NC la 1ère : Vous venez d’être élu président de l’Union calédonienne. Quelles sont vos priorités pour ce mandat ?
Emmanuel Tjibaou : Tout d’abord, je tiens à remercier les délégués qui se sont mobilisés pour ce congrès. Nos priorités sont multiples, mais la première, c’est de mieux faire connaître notre projet. Nous sommes implantés dans presque toutes les communes et provinces, et nous devons renforcer notre organisation interne et notre communication. Plus que tout, nous devons être à l’écoute des structures du parti et des aspirations des militants.
Vous estimez que l’UC manquait d’écoute ces dernières années ?

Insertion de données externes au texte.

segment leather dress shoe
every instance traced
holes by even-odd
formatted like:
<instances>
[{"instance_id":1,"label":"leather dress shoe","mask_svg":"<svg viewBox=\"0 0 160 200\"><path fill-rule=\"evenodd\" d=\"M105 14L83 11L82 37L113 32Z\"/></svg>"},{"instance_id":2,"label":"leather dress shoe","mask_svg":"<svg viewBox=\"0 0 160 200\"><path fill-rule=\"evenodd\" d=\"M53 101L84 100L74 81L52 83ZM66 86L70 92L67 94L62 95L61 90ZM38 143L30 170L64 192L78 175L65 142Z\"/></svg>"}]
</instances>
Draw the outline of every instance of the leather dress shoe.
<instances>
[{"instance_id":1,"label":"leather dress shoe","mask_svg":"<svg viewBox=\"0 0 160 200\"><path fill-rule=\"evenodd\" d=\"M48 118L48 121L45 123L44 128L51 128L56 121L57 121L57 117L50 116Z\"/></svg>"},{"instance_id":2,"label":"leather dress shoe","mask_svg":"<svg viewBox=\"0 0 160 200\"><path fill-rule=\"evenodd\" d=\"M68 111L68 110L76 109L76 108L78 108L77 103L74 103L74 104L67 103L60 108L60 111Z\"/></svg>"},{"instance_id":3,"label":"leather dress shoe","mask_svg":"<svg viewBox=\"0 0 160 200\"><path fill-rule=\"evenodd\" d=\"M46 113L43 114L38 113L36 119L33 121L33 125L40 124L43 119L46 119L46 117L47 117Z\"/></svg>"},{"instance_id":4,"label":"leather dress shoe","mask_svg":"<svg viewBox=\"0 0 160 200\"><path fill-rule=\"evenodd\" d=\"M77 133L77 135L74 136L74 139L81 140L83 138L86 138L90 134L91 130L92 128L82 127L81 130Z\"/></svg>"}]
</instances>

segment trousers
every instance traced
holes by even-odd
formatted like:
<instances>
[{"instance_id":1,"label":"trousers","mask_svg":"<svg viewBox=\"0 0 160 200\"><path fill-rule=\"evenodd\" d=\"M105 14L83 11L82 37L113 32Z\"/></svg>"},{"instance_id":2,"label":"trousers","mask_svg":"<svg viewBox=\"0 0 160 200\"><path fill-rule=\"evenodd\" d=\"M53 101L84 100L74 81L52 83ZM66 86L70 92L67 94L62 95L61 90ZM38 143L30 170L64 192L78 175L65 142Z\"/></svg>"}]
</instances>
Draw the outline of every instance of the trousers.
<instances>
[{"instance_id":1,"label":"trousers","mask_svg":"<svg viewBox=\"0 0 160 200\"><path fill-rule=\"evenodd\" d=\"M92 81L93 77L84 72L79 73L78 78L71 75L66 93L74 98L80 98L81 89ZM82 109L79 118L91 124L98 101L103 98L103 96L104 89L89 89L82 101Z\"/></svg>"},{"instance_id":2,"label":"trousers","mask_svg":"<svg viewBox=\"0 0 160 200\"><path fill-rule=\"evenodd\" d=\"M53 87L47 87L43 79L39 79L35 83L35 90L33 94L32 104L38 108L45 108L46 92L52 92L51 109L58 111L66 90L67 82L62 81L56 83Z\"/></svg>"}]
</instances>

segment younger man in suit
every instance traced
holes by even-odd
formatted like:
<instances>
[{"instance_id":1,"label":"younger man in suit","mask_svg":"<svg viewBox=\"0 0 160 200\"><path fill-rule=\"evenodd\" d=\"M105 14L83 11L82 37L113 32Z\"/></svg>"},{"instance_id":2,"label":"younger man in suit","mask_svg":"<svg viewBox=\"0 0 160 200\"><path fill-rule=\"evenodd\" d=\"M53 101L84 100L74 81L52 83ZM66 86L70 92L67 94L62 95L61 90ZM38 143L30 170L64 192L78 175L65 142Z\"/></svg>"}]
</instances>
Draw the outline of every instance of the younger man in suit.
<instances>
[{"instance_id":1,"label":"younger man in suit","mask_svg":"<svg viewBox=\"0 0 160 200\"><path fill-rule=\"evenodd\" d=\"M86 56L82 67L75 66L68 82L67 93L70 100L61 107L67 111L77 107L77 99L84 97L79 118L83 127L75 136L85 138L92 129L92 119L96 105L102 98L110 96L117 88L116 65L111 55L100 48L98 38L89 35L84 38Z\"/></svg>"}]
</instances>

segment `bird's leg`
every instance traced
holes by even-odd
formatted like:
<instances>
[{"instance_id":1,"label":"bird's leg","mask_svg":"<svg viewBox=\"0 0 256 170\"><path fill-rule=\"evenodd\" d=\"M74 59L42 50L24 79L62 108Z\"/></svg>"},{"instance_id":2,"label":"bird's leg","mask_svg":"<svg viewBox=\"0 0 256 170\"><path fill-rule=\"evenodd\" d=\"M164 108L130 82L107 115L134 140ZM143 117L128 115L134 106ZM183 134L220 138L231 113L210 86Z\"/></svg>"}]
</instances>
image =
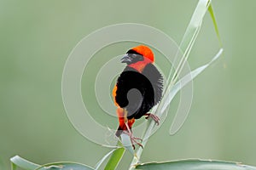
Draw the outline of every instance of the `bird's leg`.
<instances>
[{"instance_id":1,"label":"bird's leg","mask_svg":"<svg viewBox=\"0 0 256 170\"><path fill-rule=\"evenodd\" d=\"M154 122L159 125L159 122L160 122L160 118L156 116L156 115L154 115L152 113L146 113L144 116L146 116L146 119L148 119L149 117L151 117Z\"/></svg>"},{"instance_id":2,"label":"bird's leg","mask_svg":"<svg viewBox=\"0 0 256 170\"><path fill-rule=\"evenodd\" d=\"M128 118L127 118L127 110L125 109L124 109L124 112L125 112L125 114L124 114L125 124L126 128L127 128L127 131L124 131L124 133L126 133L127 135L129 135L133 150L135 150L134 143L137 144L137 145L141 146L142 148L143 148L143 145L137 141L137 140L140 140L142 142L143 139L140 139L140 138L134 137L131 128L129 128Z\"/></svg>"}]
</instances>

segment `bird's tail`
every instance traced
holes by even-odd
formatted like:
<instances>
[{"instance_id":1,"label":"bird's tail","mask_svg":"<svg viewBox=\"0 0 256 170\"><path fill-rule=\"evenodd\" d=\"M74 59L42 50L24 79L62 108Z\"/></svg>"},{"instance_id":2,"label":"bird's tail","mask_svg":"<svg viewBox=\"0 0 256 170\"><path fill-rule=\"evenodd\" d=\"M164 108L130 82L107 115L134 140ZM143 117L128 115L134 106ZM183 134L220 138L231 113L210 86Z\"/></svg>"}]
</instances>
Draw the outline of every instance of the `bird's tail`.
<instances>
[{"instance_id":1,"label":"bird's tail","mask_svg":"<svg viewBox=\"0 0 256 170\"><path fill-rule=\"evenodd\" d=\"M119 136L121 135L122 133L123 133L123 129L121 128L120 126L119 126L118 129L117 129L116 132L115 132L115 135L116 135L117 137L119 137Z\"/></svg>"}]
</instances>

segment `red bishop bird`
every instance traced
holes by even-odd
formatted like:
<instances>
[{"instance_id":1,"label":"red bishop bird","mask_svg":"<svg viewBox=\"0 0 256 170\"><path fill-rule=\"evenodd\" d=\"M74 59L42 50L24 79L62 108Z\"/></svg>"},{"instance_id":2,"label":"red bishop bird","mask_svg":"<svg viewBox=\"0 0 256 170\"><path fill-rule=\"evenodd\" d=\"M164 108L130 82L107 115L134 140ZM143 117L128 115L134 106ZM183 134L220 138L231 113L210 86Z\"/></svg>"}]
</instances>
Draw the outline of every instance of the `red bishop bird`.
<instances>
[{"instance_id":1,"label":"red bishop bird","mask_svg":"<svg viewBox=\"0 0 256 170\"><path fill-rule=\"evenodd\" d=\"M117 108L119 126L116 136L127 133L135 149L134 143L143 145L142 140L132 135L131 126L136 119L146 116L159 124L160 119L148 113L153 106L161 99L163 91L163 76L154 65L154 54L144 45L135 47L127 51L121 59L121 63L127 64L119 76L113 89L113 98Z\"/></svg>"}]
</instances>

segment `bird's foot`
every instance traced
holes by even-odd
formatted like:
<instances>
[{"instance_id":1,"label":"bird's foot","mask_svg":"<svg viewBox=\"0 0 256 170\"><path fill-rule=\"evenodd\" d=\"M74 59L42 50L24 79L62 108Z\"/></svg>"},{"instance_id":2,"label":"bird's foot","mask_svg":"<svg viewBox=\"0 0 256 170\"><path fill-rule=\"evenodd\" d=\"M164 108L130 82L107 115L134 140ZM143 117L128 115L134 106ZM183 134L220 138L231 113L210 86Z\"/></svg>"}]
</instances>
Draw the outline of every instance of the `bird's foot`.
<instances>
[{"instance_id":1,"label":"bird's foot","mask_svg":"<svg viewBox=\"0 0 256 170\"><path fill-rule=\"evenodd\" d=\"M145 117L146 119L148 119L149 117L151 117L154 121L154 122L157 125L159 125L160 118L156 115L154 115L152 113L146 113L145 116L146 116L146 117Z\"/></svg>"},{"instance_id":2,"label":"bird's foot","mask_svg":"<svg viewBox=\"0 0 256 170\"><path fill-rule=\"evenodd\" d=\"M142 139L134 137L131 131L130 132L129 131L124 131L124 133L130 137L133 150L135 150L134 144L137 144L137 145L141 146L143 149L143 145L140 143L140 142L143 142Z\"/></svg>"}]
</instances>

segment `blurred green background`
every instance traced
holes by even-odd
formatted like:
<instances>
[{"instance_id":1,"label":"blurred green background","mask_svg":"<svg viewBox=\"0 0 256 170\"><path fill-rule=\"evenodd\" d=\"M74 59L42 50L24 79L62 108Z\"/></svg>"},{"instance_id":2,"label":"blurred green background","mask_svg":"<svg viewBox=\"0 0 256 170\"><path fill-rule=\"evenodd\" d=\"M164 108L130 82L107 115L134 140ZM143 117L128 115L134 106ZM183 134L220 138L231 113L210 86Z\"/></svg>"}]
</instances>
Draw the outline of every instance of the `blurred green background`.
<instances>
[{"instance_id":1,"label":"blurred green background","mask_svg":"<svg viewBox=\"0 0 256 170\"><path fill-rule=\"evenodd\" d=\"M71 50L91 31L124 22L156 27L178 43L196 3L0 0L0 169L10 168L9 159L15 155L39 164L73 161L94 167L110 150L81 136L66 115L61 74ZM224 56L194 81L193 105L182 129L168 134L170 115L150 139L142 162L204 158L256 166L256 1L212 4ZM207 14L191 67L208 61L218 48ZM177 103L177 98L173 110ZM119 169L126 169L131 159L126 153Z\"/></svg>"}]
</instances>

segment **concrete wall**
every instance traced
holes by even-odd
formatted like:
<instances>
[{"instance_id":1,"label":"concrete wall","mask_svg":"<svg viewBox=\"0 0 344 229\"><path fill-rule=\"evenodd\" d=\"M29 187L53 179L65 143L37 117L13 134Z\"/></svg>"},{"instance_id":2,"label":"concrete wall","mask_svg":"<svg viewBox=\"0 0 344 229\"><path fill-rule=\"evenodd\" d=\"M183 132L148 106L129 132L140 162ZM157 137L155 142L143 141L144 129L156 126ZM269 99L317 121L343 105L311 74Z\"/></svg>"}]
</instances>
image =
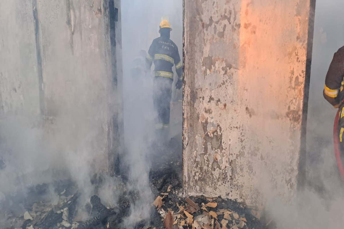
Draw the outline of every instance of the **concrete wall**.
<instances>
[{"instance_id":1,"label":"concrete wall","mask_svg":"<svg viewBox=\"0 0 344 229\"><path fill-rule=\"evenodd\" d=\"M269 194L289 199L301 152L310 1L185 4L186 194L256 205Z\"/></svg>"},{"instance_id":2,"label":"concrete wall","mask_svg":"<svg viewBox=\"0 0 344 229\"><path fill-rule=\"evenodd\" d=\"M10 116L34 119L40 115L30 2L7 1L0 7L0 119Z\"/></svg>"},{"instance_id":3,"label":"concrete wall","mask_svg":"<svg viewBox=\"0 0 344 229\"><path fill-rule=\"evenodd\" d=\"M113 101L122 99L114 96L122 93L114 91L121 53L111 49L109 2L15 0L0 7L0 114L42 118L47 137L80 156L85 151L94 168L105 170L109 124L122 110Z\"/></svg>"}]
</instances>

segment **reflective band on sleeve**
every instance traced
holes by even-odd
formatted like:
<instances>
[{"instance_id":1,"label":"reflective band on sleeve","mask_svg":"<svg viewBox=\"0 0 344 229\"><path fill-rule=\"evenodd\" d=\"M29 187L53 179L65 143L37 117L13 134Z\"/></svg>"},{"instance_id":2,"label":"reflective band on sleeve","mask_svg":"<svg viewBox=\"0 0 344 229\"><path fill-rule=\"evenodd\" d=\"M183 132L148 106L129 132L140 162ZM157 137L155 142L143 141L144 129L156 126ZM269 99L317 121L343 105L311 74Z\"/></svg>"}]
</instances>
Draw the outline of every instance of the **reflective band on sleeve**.
<instances>
[{"instance_id":1,"label":"reflective band on sleeve","mask_svg":"<svg viewBox=\"0 0 344 229\"><path fill-rule=\"evenodd\" d=\"M163 60L168 61L172 64L174 64L174 59L169 56L163 54L156 54L154 55L154 60Z\"/></svg>"},{"instance_id":2,"label":"reflective band on sleeve","mask_svg":"<svg viewBox=\"0 0 344 229\"><path fill-rule=\"evenodd\" d=\"M147 54L147 57L146 57L147 59L148 59L150 61L153 61L153 57L152 56L149 54Z\"/></svg>"},{"instance_id":3,"label":"reflective band on sleeve","mask_svg":"<svg viewBox=\"0 0 344 229\"><path fill-rule=\"evenodd\" d=\"M154 76L160 76L162 77L167 77L173 79L173 73L164 71L155 71L154 72Z\"/></svg>"},{"instance_id":4,"label":"reflective band on sleeve","mask_svg":"<svg viewBox=\"0 0 344 229\"><path fill-rule=\"evenodd\" d=\"M331 98L335 98L338 95L338 89L330 89L325 85L325 88L324 91L325 92L325 95Z\"/></svg>"},{"instance_id":5,"label":"reflective band on sleeve","mask_svg":"<svg viewBox=\"0 0 344 229\"><path fill-rule=\"evenodd\" d=\"M180 61L179 62L175 65L175 69L179 69L182 67L182 62Z\"/></svg>"}]
</instances>

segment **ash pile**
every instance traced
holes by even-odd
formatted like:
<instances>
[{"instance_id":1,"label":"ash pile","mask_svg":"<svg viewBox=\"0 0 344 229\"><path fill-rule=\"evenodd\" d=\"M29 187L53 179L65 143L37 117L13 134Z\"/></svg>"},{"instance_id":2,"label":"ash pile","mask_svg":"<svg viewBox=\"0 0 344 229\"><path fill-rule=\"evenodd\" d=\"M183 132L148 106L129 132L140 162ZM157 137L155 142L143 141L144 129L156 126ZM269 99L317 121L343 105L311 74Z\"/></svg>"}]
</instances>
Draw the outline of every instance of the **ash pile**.
<instances>
[{"instance_id":1,"label":"ash pile","mask_svg":"<svg viewBox=\"0 0 344 229\"><path fill-rule=\"evenodd\" d=\"M180 157L164 159L154 164L149 174L153 194L146 219L130 218L140 199L140 190L128 191L126 174L109 179L115 184L116 204L102 199L105 179L96 174L91 181L94 190L88 196L70 180L32 187L22 203L7 203L12 207L0 210L1 228L16 229L261 229L273 228L271 221L259 220L254 211L242 203L204 196L185 198L182 194ZM161 158L160 157L160 158ZM108 178L107 179L109 179ZM56 198L45 196L52 192ZM155 200L154 200L155 199ZM85 204L85 203L86 203ZM20 209L13 207L20 206ZM0 208L1 209L1 208ZM6 209L4 211L3 209ZM135 221L128 226L128 219ZM264 223L262 222L264 222Z\"/></svg>"},{"instance_id":2,"label":"ash pile","mask_svg":"<svg viewBox=\"0 0 344 229\"><path fill-rule=\"evenodd\" d=\"M75 184L70 180L36 185L30 188L23 203L14 204L9 201L9 204L12 207L0 212L0 218L3 219L0 221L1 228L122 228L121 224L129 215L131 203L134 203L138 197L135 192L126 191L124 183L122 184L123 191L119 195L117 204L106 206L97 195L92 195L88 203L83 205L81 203L84 202L80 199L82 198L80 193L77 191ZM96 190L97 186L95 185ZM55 187L53 192L55 193L58 192L58 196L53 199L45 198L51 196L52 187ZM18 205L19 207L13 207L14 205ZM23 208L25 210L23 214L20 210Z\"/></svg>"},{"instance_id":3,"label":"ash pile","mask_svg":"<svg viewBox=\"0 0 344 229\"><path fill-rule=\"evenodd\" d=\"M272 220L261 217L259 209L220 197L183 197L182 168L178 162L165 165L151 179L156 197L150 222L140 228L167 229L262 229L275 228ZM168 171L168 172L167 171ZM159 175L160 174L160 175Z\"/></svg>"}]
</instances>

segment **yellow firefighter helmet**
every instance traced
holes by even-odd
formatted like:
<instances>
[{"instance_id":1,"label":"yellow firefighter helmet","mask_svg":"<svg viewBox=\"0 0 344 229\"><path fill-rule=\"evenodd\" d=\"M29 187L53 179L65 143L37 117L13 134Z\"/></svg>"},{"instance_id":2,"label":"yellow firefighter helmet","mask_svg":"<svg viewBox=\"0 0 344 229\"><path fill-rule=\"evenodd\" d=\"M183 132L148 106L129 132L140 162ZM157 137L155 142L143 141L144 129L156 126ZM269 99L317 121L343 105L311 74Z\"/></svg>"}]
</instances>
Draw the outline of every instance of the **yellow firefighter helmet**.
<instances>
[{"instance_id":1,"label":"yellow firefighter helmet","mask_svg":"<svg viewBox=\"0 0 344 229\"><path fill-rule=\"evenodd\" d=\"M172 31L172 28L171 28L171 25L170 23L168 16L164 16L161 18L161 22L160 23L160 26L159 27L160 29L163 28L169 28L170 30ZM160 33L160 29L159 30L159 32Z\"/></svg>"}]
</instances>

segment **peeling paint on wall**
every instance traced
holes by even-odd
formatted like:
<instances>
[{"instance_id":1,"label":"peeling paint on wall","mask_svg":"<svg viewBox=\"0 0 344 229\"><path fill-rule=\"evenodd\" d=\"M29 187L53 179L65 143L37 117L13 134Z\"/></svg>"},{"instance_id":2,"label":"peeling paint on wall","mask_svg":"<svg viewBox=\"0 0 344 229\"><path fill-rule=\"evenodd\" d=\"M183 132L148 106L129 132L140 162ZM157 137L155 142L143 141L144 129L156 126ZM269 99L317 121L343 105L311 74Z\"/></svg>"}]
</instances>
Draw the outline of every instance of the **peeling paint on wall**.
<instances>
[{"instance_id":1,"label":"peeling paint on wall","mask_svg":"<svg viewBox=\"0 0 344 229\"><path fill-rule=\"evenodd\" d=\"M293 196L309 4L185 2L187 194L252 204L269 192L286 199Z\"/></svg>"}]
</instances>

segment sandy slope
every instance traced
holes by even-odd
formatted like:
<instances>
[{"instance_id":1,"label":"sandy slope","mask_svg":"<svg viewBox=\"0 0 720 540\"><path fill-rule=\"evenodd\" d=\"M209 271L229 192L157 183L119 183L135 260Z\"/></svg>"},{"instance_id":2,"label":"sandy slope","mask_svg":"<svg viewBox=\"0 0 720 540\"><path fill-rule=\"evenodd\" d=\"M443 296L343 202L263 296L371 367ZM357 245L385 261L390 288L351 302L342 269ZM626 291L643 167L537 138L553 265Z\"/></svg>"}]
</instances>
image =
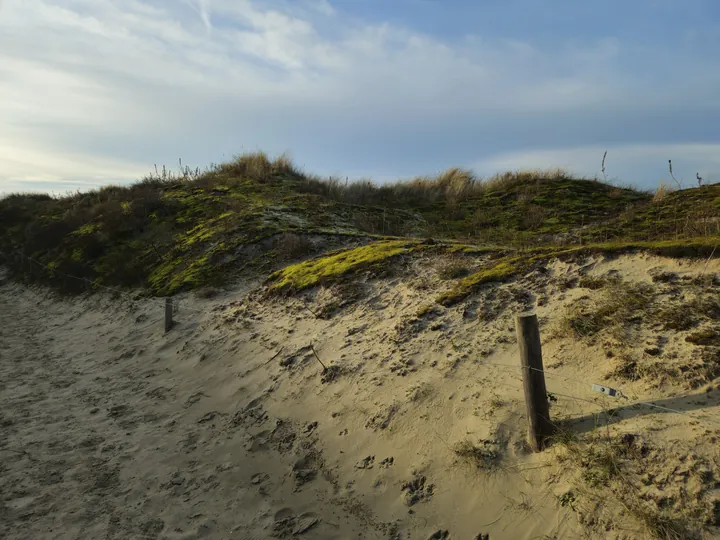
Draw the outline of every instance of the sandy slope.
<instances>
[{"instance_id":1,"label":"sandy slope","mask_svg":"<svg viewBox=\"0 0 720 540\"><path fill-rule=\"evenodd\" d=\"M707 270L624 257L586 271L650 281L658 265ZM713 262L709 271L718 270ZM332 291L308 296L310 309L248 297L249 287L185 296L168 334L157 300L61 300L5 282L0 536L606 536L559 503L570 479L551 452L533 455L523 443L513 311L542 298L549 335L563 306L587 293L563 286L577 271L558 263L424 321L413 314L438 287L427 261L410 269L415 277L363 285L364 298L330 320L310 309ZM582 432L591 413L618 406L589 390L607 380L611 360L566 337L544 337L548 389L558 395L551 412L579 419ZM311 345L336 366L332 376L323 377ZM690 354L679 337L664 346L676 358ZM609 384L633 399L682 393L667 404L720 422L714 387ZM708 452L720 434L720 424L648 412L625 411L621 429ZM459 458L463 440L485 441L494 467ZM641 537L622 520L607 536Z\"/></svg>"}]
</instances>

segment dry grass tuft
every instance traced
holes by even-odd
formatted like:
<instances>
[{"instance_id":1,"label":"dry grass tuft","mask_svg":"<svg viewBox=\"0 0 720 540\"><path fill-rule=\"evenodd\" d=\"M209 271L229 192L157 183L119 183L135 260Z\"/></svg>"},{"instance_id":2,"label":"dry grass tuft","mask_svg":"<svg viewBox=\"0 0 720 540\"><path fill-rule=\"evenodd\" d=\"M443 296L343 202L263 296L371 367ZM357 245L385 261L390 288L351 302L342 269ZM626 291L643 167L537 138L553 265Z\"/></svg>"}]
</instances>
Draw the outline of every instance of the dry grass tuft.
<instances>
[{"instance_id":1,"label":"dry grass tuft","mask_svg":"<svg viewBox=\"0 0 720 540\"><path fill-rule=\"evenodd\" d=\"M596 302L572 305L560 321L560 330L591 338L603 330L627 342L632 325L642 322L653 304L653 288L644 283L608 282Z\"/></svg>"},{"instance_id":2,"label":"dry grass tuft","mask_svg":"<svg viewBox=\"0 0 720 540\"><path fill-rule=\"evenodd\" d=\"M653 202L662 201L668 193L672 193L673 191L675 190L671 186L668 186L665 183L661 183L655 191L655 195L653 196Z\"/></svg>"},{"instance_id":3,"label":"dry grass tuft","mask_svg":"<svg viewBox=\"0 0 720 540\"><path fill-rule=\"evenodd\" d=\"M584 438L559 434L556 458L576 489L566 496L580 520L598 532L618 526L637 528L646 538L699 538L714 512L710 495L715 464L667 448L652 448L639 436L596 430ZM668 474L679 468L697 480L696 495L686 494L687 476ZM658 495L659 494L659 495ZM563 502L563 501L561 501ZM630 523L623 524L624 519Z\"/></svg>"},{"instance_id":4,"label":"dry grass tuft","mask_svg":"<svg viewBox=\"0 0 720 540\"><path fill-rule=\"evenodd\" d=\"M500 461L495 441L480 439L478 444L475 444L470 439L465 439L457 443L453 451L459 458L478 469L494 469Z\"/></svg>"}]
</instances>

E.T. : Oui, je le pense. En langue kanak, comme en français, il y a une nuance entre entendre et écouter. Être à l’écoute, c’est traduire en actes les demandes de changement, comprendre les dysfonctionnements et apporter des corrections. Les événements du 13 mai ont marqué tout le monde — structures, familles, entreprises. Il est crucial aujourd’hui de dynamiser notre organisation et de répondre aux aspirations exprimées.
Comment cette volonté d’écoute et de renouvellement va-t-elle se traduire concrètement ?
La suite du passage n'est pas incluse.